「タイのEV市場は新たな急成長のフェーズに入った。(わが社は)このタイミングを逃さずチャンスをつかみ取りたい」。広汽アイオンの国際事業部長を務める陳頑氏は、2023年11月の広州モーターショーの会期中にそうコメントしていた。
広汽アイオンがタイでの現地生産をスピード決断した背景には、EVの普及と関連産業の誘致を進めるタイ政府の政策がある。
タイ政府が2024年初めに施行した「EV3.5」と呼ぶ新政策では、EVを購入した消費者に対して1台当たり最高10万バーツ(約42万円)の補助金を支給する。だが、輸入車が支給対象になるのは2025年までで、2026年以降は現地生産されたEVに対象が限られることになった。
成長と利益を求めて海外へ
中国メーカーのなかでは、国有大手の上海汽車集団、長安汽車、民営メーカーの長城汽車(グレートウォール)などが、すでにEV3.5の適用をタイ政府に申請して認められた。財新記者の取材によれば、広汽アイオンも申請書類を提出済みであり、タイ政府が審査中だという。

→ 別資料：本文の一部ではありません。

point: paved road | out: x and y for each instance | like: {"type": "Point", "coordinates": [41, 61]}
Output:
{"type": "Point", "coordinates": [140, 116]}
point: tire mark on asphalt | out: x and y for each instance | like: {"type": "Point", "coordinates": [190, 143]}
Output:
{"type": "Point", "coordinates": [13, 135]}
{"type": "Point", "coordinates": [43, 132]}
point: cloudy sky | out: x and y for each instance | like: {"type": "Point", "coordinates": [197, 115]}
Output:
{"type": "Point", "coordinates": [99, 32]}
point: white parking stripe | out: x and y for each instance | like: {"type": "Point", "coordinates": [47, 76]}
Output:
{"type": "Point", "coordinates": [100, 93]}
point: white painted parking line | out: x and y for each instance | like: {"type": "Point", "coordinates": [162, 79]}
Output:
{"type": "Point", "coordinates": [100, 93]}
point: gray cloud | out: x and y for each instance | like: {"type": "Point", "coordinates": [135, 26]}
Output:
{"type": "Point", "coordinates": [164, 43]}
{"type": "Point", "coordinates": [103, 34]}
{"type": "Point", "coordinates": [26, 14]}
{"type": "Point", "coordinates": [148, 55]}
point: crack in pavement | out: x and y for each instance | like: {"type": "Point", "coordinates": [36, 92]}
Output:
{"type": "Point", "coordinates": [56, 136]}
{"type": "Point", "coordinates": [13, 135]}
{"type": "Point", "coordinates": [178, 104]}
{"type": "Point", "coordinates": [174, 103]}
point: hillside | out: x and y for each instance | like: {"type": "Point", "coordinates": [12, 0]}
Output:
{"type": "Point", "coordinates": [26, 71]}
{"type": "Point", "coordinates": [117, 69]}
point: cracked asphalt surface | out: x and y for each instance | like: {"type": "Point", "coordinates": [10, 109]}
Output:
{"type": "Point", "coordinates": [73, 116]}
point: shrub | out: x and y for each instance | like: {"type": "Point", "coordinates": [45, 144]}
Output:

中国の国内市場ではEVの販売台数の伸び率が鈍化し、価格競争が熾烈になっている。そんななか、多数の中国メーカーが成長空間と利益を求めて、海外市場への進出を加速させている。
広汽アイオンも例外ではない。同社は2024年の販売目標を(前年の約1.5倍の)70万台に定め、2025年には100万台超を目指す。その実現のためには、中国市場でのシェア拡大とともに海外市場の開拓が欠かせない。